On Tuesday night, Priscilla Presley and her daughter, Lisa Marie Presley, sat side by side at their table at the Golden Globes and watched with emotion as Austin Butler won an award for his portrayal of Elvis in the Baz Luhrmann film of the same name.
“Thank you for opening your hearts, your memories, your home to me,” Butler said in his acceptance speech, as mother and daughter looked on. “Lisa Marie, Priscilla, I love you forever.”
Just two days later, Priscilla Presley shared a wrenching message about her daughter on social media, along with a photo of the two of them together. “My beloved daughter Lisa Marie was rushed to the hospital,” she wrote on Thursday. “She is now receiving the best care. Please keep her and our family in your prayers. We feel the prayers from around the world, and ask for privacy during this time.”
A few hours later came the announcement that Lisa Marie Presley had died at the age of 54. It was another loss for Priscilla, 77, in what has been a lifetime punctuated with extreme highs and lows, almost always playing out in the public spotlight.
Priscilla Beaulieu, who was born in Brooklyn, met Elvis Presley when he was stationed with the Army in West Germany in 1959. He was already an international superstar — his first No. 1 single on the Billboard Top 100, “Heartbreak Hotel,” had been released in 1956. She was barely a teenager, living in several states before her family moved overseas with her stepfather, also a military man.
The move was rough, she wrote in her 1985 autobiography, “Elvis and Me.” She had just been voted queen of her junior high in Texas, she said, and the prospect of leaving had left her “crushed”: “Germany was on the other side of the world.”
She had not been there long before encountering Elvis Presley, who was 10 years her senior. “When we met, I had just turned 14,” she wrote. “The first six months I spent with him were filled with tenderness and affection. Blinded by love, I saw none of his faults or weaknesses. He was to become the passion of my life.”
Elvis returned to the United States shortly after, but the couple kept in touch; in 1963, she joined him in Memphis, where she would complete her high school education.

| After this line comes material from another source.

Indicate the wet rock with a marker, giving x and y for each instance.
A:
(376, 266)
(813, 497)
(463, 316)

In 1966, they got engaged. In 1967, they were married in Las Vegas. In 1968, Lisa Marie was born.
“The nurse brought her into my room and I cradled her in my arms,” Priscilla Presley wrote in her autobiography. “I couldn’t believe she was mine, that I had borne this child.

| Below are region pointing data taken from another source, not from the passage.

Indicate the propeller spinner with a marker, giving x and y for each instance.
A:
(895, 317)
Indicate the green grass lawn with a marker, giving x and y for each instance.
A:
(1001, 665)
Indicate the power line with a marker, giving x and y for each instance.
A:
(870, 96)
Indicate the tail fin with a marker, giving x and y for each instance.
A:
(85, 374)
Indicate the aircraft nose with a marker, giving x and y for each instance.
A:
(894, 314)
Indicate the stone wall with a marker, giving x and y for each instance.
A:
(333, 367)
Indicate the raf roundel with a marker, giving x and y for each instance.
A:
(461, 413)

“She was so tiny, so beautiful. Elvis came into the room and kissed me, thrilled that we had a perfectly normal, healthy baby. He was already in love with her. He watched me holding her and his eyes misted with happiness. Then he took us both in his arms and held us.”
The pair divorced in 1973, four years before Elvis died at age 42 of heart failure, but they remained very close. “Elvis was still an essential part of my life,” she wrote in her book. “Over the last years, we’d become good friends, admitting the mistakes we’d made in the past and just beginning to laugh at our shortcomings. I could not face the reality that I would never see him alive again. He had always been there for me.”
Priscilla would go on to become an actress, appearing as Jenna Wade for several years on the long-running CBS prime-time soap “Dallas” and then opposite Leslie Nielsen in the three “Naked Gun” films, a role which won her praise from critics for her comic touch.
In 1985, she gave birth to her son, Navarone Garibaldi, with her longtime partner, Marco Garibaldi. (They later split.) And she became a grandmother in 1989, with the birth of Lisa Marie’s daughter, the actress Riley Keough, and again in 1992 with the birth of Benjamin Keough, who died by suicide at age 27 in 2020.
“These are some of the darkest days of my family’s life,” Priscilla Presley wrote on Facebook after his death. “The shock of losing Ben has been devastating. Trying to put all the pieces together of all the possible whys has penetrated my soul. Each day I wake up I pray it will get better. Then, I think of my daughter and the pain she is going through as she was a doting mother.”
A representative for Priscilla Presley said she would not immediately comment after Lisa Marie’s death. On Sunday, during a Globes interview with Billy Bush of “Extra,” she was asked what Elvis, who would have turned 88 last Sunday, said to her that she would never forget: “I love you,” Presley replied.